Perform the following rules repeatedly, but the third rule is used only if the first two do not apply:

Unit-literal rule: If there is a unit clause $\{ l \}$, delete all clauses containing $l$ and delete all occurrences of $l^c$ from all other clauses.
Pure-literal rule: If there is a pure literal $l$ [i.e. a literal $l$ that appears in at least one clause of $S$, but its complement $l^c$ does not appear in any clause of $S$], delete all clauses containing $l$.
Eliminate a variable by resolution: Choose an atom $p$ and perform all possible resolutions on clauses that clash on $p$ and $\lnot p$. Add these resolvents to the set of clauses and then delete all clauses containing $p$ or $\lnot p$.
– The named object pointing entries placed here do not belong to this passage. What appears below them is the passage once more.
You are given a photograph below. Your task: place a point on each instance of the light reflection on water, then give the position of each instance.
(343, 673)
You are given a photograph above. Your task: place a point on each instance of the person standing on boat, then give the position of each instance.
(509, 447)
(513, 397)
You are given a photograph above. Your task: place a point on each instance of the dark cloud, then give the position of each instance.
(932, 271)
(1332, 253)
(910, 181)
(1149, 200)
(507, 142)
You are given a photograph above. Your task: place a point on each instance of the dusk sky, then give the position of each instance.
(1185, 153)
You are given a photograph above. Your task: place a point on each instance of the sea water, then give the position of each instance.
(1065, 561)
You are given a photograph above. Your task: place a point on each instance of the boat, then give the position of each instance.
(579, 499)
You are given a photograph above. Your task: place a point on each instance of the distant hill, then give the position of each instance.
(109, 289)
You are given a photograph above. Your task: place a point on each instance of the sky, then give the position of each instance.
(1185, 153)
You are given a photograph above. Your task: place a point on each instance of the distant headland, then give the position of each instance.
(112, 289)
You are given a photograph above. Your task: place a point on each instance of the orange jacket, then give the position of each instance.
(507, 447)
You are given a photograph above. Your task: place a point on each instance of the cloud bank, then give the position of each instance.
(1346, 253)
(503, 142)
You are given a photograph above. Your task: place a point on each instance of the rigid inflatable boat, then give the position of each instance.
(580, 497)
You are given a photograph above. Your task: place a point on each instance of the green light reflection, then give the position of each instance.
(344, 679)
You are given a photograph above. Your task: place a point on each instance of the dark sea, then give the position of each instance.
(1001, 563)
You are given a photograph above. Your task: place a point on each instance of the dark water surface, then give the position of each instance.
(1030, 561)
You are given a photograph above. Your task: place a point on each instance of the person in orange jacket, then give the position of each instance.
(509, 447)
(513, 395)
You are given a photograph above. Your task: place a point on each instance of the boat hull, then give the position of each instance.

Terminate the algorithm under the following conditions:

If empty clause $\square$ (or: $\{ \}$) is produced, report that the formula is unsatisfiable.
If no more rules are applicable, report that the formula is satisfiable.



We have to apply it to the set $F_0$ of clauses:

$F_0 = \{ \{ P, Q \}, \{ ¬Q, ¬R, S \}, \{ ¬P, R \}, \{¬S \} \}$.

1) Apply Unit-literal rule : delete $\{¬S \}$ and delete all occurences of $S$.
Result: $F_1 = \{ \{ P, Q \}, \{ ¬Q, ¬R, \}, \{ ¬P, R \} \}$.
2) Apply Resolution with $P$. Result: $F_2 = \{ \{ Q, R \}, \{ ¬Q, ¬R, \} \}$.
3) Apply Resolution with $Q$. Result: $F_3 = \{ \{ R, ¬R \} \}$.
No more rules are applicable, and thus the formula $F$ is satisfiable, i.e.:


$(¬P → Q) ∧ ((Q ∧ R) → S) ∧ ¬(¬(P → R)) \nvDash S$.


Check: with a valuation $v$ such that $v(S)=v(Q)=$ f and $v(P)=v(R)=$ t, the premise is t and the conlcusion is f.